Colin wasn’t walking into a football wilderness. In 1985 the game in the Gulf was on the up. Qatar’s own talented teens had wowed the World Youth Cup in Australia four years earlier, going all the way to a final they lost to the then West Germany. And Kuwait – where Colin was to coach later in his career – had contested the 1982 World Cup in Spain.

A new wave of Brazilian coaches, including some of the best players of a generation, had swamped the region slaking its thirst for technique on the ball.

In Qatar that season, though, the Anglo-Saxon approach of former Bristol City boss Alan Dicks was, quite literally, making the running as his Al- Rayya side raced to the top of the table. Colin’s brief was simple: catch them up.

An emphasis on the physical side of the game, harnessed to a newly-imposed discipline on and off the field – like turning up to training on time, if at all – seemed to bring the best out of the natural enthusiasm and disparate talent Colin found in his team.

“Their knowledge of the game was already good and improving.

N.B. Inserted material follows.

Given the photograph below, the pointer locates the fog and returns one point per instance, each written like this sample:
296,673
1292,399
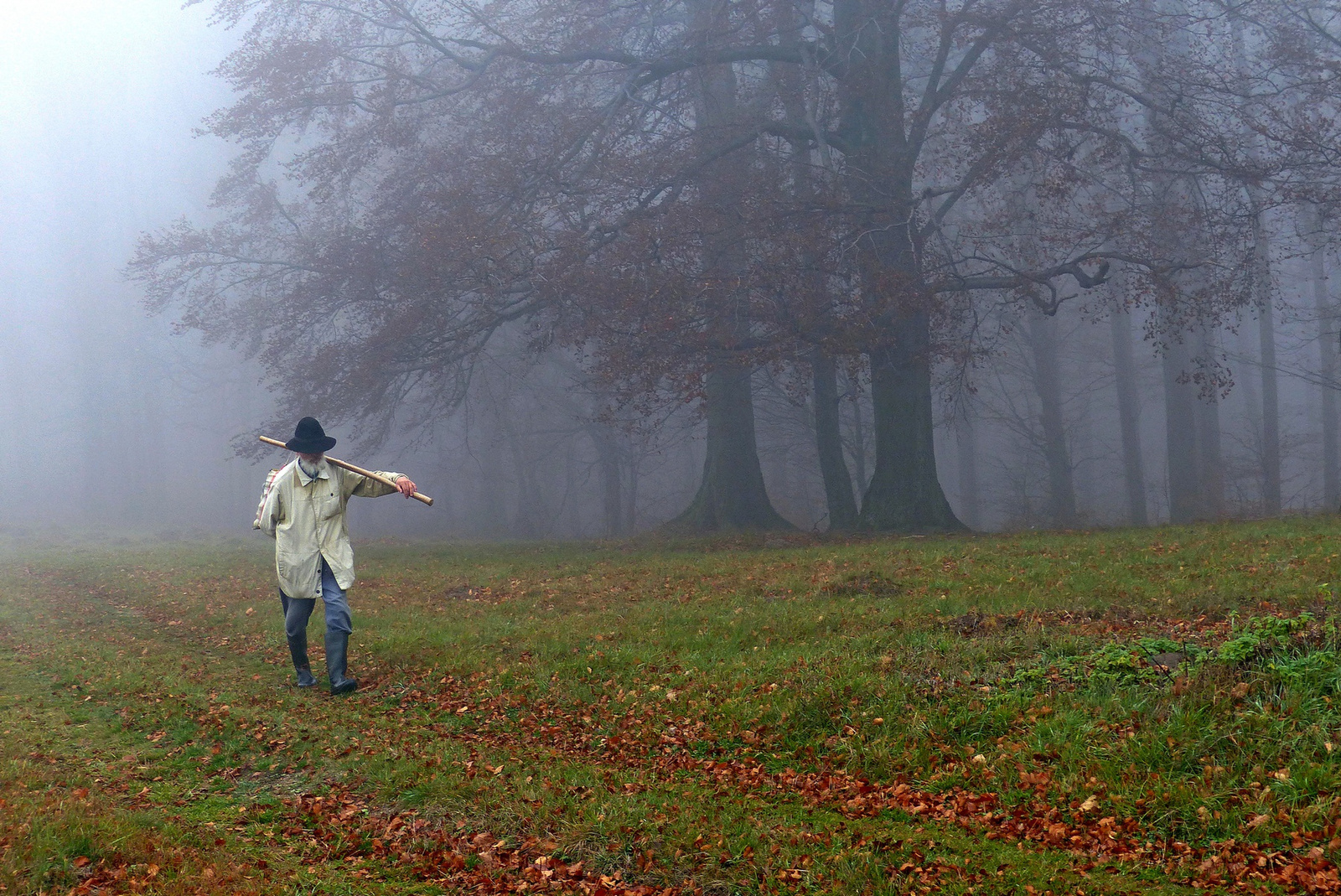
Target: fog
114,426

We set out to make things more professional and the players responded,” says Colin.

So did Al-Ahly’s backers, who urged Colin to stay, having seen results pick up enough to give the side a shot at a title, although they eventually missed out by the narrowest of margins to Al- Rayya.

But the call at Molineux that had set up that sixth-month stint came about through long-time contacts with whom Colin did not want to lose touch, and he still hankered for another go at the English game. So Qatar kick-started the second-half of a managerial career that saw him take over as boss at West Bromwich Albion after a season in Spain with Celta Vigo.

It was only eight years ago that Colin bowed out – from Barry Town, having gone as high as Atlético Madrid.

As fond as he still is of his time in Qatar and the “fivestar”

footballing scene he enjoyed, seeing the nation named as 2022 World Cup host takes some getting used to, he said. “Out there then you could sense something happening.

You were always thinking how far the game out there could go, but as for hosting a World Cup... the same things being said then are being said now,” says Colin.

Not that he has any doubts about the Qataris ability to organise the occasion.

“They’ll do it right, no question,”

he says. And as for going back in 2022? He might just fancy that too.